Simkin glider gun from John Conway's Game of Life (Image: Wikimedia)

When a great mathematician dies, we lose direct access to a rare and brilliant mind. In 2020, three great mathematicians died: John Conway, Ronald Graham, and Freeman Dyson. In a beautiful memorial published in The New Yorker, SFI External Professor Dan Rockmore (Dartmouth University) helps us recollect the wonders of each man’s singular genius.

Rockmore begins with John Conway, whose immense imagination defies summary. In addition to inventing The Game of Life, for example, Conway also deepened our understanding of the symmetries that lie at the core of group theory.
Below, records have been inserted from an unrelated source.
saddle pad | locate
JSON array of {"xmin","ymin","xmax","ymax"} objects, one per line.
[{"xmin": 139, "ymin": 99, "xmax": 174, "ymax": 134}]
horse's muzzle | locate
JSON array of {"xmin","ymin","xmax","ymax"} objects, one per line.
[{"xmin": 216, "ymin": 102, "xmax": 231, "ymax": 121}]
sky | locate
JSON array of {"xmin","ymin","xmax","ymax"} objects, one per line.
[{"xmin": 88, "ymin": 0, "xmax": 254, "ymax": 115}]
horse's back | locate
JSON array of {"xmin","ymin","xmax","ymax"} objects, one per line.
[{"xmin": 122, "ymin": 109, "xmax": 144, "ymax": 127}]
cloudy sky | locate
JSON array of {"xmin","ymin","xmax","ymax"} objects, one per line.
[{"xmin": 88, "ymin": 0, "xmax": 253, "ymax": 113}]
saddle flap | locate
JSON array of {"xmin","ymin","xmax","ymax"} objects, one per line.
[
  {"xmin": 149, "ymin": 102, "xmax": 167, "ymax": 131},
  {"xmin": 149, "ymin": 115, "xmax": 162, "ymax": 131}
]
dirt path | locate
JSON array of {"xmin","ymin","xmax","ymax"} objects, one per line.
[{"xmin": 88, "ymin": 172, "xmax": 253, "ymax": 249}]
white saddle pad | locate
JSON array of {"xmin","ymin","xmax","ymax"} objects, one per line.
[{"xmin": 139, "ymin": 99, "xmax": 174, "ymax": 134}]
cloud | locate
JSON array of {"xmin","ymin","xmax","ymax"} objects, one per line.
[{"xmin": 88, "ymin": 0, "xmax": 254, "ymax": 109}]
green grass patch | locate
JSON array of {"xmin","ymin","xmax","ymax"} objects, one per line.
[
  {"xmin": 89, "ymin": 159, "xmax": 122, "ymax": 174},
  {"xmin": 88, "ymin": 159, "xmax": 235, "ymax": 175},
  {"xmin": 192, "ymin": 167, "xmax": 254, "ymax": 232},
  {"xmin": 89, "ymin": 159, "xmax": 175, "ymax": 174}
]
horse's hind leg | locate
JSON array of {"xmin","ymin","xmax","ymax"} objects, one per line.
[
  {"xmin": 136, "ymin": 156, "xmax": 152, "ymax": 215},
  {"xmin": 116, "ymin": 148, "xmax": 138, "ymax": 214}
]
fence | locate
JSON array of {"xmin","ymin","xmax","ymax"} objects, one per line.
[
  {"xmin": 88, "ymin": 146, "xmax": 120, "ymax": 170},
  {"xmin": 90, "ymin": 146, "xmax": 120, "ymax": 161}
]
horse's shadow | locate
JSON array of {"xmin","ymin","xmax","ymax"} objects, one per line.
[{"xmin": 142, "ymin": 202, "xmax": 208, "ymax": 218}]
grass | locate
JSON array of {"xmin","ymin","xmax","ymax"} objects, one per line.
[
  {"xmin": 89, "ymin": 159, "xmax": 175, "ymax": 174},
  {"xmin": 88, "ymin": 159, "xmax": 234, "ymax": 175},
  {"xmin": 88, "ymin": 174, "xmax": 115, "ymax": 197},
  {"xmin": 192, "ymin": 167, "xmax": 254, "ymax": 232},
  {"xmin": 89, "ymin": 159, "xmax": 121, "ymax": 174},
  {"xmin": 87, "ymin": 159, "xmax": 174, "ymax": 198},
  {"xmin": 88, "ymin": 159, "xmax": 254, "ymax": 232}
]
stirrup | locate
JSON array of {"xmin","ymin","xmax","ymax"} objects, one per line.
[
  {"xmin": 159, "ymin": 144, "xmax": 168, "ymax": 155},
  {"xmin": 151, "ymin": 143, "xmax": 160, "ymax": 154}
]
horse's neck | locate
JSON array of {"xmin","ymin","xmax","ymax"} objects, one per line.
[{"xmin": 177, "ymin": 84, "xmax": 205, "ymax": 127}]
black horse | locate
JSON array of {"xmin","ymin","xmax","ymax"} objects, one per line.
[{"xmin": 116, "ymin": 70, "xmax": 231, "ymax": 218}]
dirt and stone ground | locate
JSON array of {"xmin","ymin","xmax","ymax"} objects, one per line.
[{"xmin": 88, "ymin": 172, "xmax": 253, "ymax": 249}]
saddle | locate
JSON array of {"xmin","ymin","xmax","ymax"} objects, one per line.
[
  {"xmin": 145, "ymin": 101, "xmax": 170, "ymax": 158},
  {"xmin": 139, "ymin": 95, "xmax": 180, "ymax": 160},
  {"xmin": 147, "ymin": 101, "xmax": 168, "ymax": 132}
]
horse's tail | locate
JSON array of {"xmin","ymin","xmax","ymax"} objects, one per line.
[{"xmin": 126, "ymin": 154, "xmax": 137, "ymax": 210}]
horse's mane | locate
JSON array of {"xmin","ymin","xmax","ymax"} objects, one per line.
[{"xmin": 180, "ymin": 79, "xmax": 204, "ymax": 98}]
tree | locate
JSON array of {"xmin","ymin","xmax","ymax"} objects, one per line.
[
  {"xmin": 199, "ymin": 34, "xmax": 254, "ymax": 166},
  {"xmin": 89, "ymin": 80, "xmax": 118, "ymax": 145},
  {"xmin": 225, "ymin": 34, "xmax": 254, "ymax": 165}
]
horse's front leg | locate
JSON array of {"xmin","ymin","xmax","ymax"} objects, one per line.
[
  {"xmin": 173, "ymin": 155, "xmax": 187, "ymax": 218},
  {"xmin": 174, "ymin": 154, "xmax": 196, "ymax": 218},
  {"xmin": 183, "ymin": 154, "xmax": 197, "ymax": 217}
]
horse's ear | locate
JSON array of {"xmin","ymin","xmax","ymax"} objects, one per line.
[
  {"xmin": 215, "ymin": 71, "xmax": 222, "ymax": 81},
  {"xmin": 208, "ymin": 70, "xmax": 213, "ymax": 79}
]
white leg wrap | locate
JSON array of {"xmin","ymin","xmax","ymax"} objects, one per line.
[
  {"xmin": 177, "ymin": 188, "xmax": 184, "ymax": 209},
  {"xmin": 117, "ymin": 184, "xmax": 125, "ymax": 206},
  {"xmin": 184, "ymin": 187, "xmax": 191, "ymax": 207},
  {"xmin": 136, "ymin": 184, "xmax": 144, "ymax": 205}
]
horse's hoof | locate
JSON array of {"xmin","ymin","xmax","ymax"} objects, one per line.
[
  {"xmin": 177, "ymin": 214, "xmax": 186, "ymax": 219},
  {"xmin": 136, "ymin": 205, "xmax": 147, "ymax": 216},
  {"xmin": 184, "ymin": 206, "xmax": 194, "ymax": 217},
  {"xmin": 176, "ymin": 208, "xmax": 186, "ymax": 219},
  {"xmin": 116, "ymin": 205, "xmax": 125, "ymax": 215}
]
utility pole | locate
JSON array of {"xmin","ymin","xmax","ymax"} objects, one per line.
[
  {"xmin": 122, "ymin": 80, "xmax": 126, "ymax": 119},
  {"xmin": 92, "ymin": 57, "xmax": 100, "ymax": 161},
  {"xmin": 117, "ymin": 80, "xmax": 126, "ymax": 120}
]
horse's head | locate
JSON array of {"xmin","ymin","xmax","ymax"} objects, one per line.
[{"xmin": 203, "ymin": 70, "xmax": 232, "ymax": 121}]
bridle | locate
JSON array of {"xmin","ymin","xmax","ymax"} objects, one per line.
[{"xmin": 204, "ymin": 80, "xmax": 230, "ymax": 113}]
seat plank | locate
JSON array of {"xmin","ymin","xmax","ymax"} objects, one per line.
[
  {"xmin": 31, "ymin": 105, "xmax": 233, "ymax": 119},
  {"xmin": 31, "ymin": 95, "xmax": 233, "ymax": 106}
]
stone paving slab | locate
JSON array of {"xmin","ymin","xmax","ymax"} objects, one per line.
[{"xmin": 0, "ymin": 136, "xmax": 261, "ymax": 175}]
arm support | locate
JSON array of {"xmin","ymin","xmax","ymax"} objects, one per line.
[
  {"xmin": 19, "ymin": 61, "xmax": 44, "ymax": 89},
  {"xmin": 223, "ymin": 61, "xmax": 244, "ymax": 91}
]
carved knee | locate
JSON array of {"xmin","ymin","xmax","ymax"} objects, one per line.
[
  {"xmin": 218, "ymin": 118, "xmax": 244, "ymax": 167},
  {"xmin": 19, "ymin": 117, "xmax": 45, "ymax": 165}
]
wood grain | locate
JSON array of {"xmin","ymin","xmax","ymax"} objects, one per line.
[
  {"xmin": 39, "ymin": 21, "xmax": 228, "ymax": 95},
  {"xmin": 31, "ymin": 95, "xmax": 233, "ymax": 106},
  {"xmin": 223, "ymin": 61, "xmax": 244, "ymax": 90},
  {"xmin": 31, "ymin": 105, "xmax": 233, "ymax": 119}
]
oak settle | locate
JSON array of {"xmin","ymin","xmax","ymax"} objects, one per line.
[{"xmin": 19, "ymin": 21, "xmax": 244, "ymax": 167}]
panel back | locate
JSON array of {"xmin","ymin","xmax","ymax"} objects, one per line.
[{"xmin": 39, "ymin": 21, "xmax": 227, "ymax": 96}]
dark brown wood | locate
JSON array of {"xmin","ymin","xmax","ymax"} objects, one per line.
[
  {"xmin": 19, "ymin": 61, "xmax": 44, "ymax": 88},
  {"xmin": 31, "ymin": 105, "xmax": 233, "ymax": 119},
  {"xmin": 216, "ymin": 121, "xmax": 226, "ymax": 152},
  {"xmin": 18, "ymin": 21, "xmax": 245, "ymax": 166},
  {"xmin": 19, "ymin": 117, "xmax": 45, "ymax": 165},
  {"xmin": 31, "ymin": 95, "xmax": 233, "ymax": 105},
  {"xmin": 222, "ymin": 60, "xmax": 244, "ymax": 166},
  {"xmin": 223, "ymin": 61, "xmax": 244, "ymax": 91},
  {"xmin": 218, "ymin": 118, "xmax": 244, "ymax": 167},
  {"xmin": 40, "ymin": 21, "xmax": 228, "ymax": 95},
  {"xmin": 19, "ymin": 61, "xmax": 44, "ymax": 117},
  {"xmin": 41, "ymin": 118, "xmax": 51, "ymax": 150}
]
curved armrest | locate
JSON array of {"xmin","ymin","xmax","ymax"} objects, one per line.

He paved the way for the discovery of a group of symmetries called the Monster which has “helped mathematicians understand prime numbers and given physicists new insights into quantum gravity.”

Ron Graham brought his mind to bear on problems in combinatorics, which he mapped onto geometric figures. With Graham we can reflect on the combinatorial possibilities revealed by the hypercube, a cube in four dimensions. In his work in combinatorics, Graham arrived a number so large that he needed to invent new notation to describe it. The number, called Graham’s number, Rockmore notes, was regarded as the “largest number ever to have a use.”

Freeman Dyson, a mathematician who shuttled brilliantly, and philosophically, between mathematics and physics, Rockmore calls “the physicist most deserving of a Nobel Prize who didn’t receive one.” Dyson created the conceptual bridge that helped translate Richard Feynman’s diagrams into the mathematics that Julian Schwinger and Sin-Itiro Tomonaga used to formulate their prize-winning work.

At first blush, it is difficult to grasp the genius behind the mathematical objects each of these men contemplated. Rockmore affords us a glimpse of the light, and life, each man leaves behind. In doing so, he gives us a way to retain access to their remarkable mathematical imaginations.